As Wilf Wooller, the commentator for BBC Cymru Wales joyously regaled fortunate viewers “ it's gone way down to Swansea!”, little would he have known that a legend, other than history being made of course, would be born on that day in the summer of 1968. One of the world’s greatest cricketers and ambassadors, Garry Sobers, became the first man to hit six sixes in one over from a man who would become one of Glamorgan’s stalwarts, Malcolm Nash. In a previous book, Six of the Best: Cricket’s Most Famous Over, Grahame Lloyd had celebrated Sir Garfield Sobers’s feat but this book reveals the subsequent auction of a ball, deemed to have been hit by Sobers during the historic over, which was sold for £26,400 (including the buyer’s premium); an auction which appears to have been riddled with inaccuracies.
Via an at times convoluted journey, a Duke ball reached Christie’s in 2006 and was sold for almost three times its original highest estimate and ended up in India. As Glamorgan in 1968 used balls supplied by Stuart Surridge, there was a clear discrepancy and Grahame Lloyd took it upon himself to find out the truth. His relentless journey brought him in touch with the two main players in the eventful over as well as Christie’s, and another auction house, Bonham’s, who accepted Lloyd’s compelling evidence, and stopped a subsequent re-auction of the same ball. Caveat emptor are two words which spring to mind.
Lloyd, a freelance broadcaster and journalist in not just cricket over thirty years, could well add sleuth to his CV after expending a lot of time and energy into tracing the truth behind the ball auctioned at Christie’s. His was a simple desire to obtain the truth and which became a process which turned out to be anything but simple. Tracing the ball to India after an antiquarian book dealer had bought it on behalf of a client in Delhi, the Indian client did not collect the ball after it was kept at Delhi International Airport because a further tax had to be paid for its import.
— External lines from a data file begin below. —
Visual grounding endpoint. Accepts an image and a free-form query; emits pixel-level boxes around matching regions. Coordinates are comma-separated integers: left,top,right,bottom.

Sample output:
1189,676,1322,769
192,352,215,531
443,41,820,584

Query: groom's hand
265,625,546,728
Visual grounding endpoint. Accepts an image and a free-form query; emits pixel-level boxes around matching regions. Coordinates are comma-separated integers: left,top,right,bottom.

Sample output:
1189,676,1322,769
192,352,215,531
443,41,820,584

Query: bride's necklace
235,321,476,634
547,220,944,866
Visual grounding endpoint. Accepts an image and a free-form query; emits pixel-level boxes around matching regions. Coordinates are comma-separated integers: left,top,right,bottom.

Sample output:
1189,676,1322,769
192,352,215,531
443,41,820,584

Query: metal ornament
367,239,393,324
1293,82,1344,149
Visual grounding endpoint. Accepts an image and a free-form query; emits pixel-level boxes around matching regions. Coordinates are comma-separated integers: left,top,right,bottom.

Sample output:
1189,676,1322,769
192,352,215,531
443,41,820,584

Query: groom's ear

The ball was subsequently re-auctioned via a Delhi Airport’s auction system for unclaimed goods and the new owner paid a snip of what his fellow countryman had paid. Lloyd painstakingly tracked down all the participants – many of whom seemed less than anxious to assist and he came up against a lot of procrastination from the new owner – in an attempt to reveal the truth but ultimately the ball was not returned to England for there to be a chance of the monies being refunded.
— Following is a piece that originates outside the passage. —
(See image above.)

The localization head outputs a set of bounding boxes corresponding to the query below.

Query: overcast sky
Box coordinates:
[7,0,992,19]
There must be great admiration for Lloyd’s determination and persistence in seeking the truth and for devoting eighteen months to taking on a topic which had every possibility of being an awkward one. This is not, I believe, the first instance of a ball sold at an auction being questioned. Was not the Headingley 1981 ball with which Bob Willis ran through the Australians on the final day, also subject to dispute?
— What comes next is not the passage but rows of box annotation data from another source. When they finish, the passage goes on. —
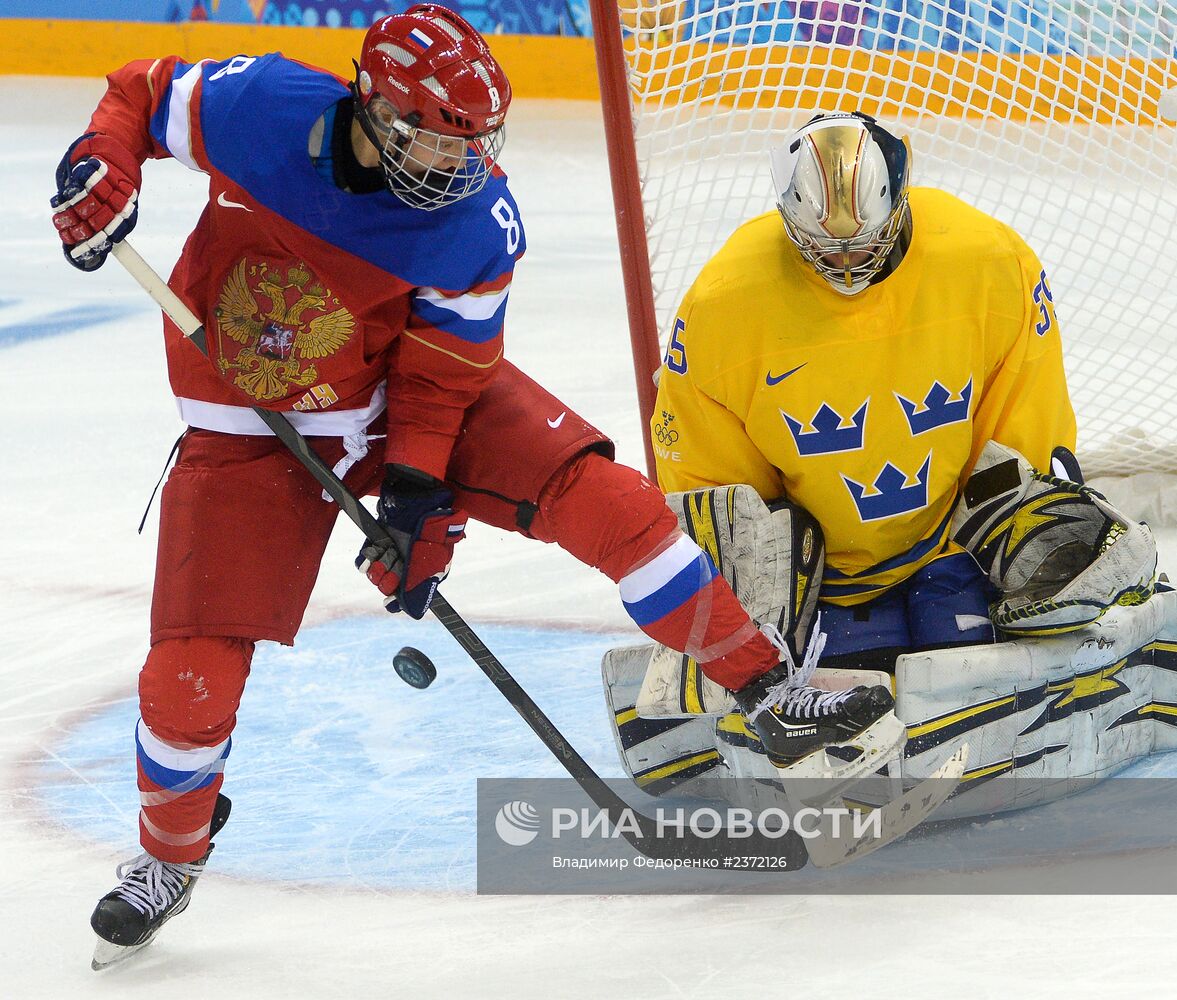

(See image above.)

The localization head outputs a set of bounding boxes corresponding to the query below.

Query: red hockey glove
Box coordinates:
[49,132,142,271]
[355,466,466,618]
Cricket has a wide range of fascinating subjects and this will surely add to the list. So, the ball which sailed out of the St Helen’s ground in Swansea into a St Helen’s Avenue from the sixth ball of that famous over, remains a mystery. The ball which travelled as far as India is more well-known but this book – and additionally Grahame Lloyd’s earlier book on the historic over – should interest all types of person interested in cricket and will doubtless add awareness to anyone interested in collecting memorabilia.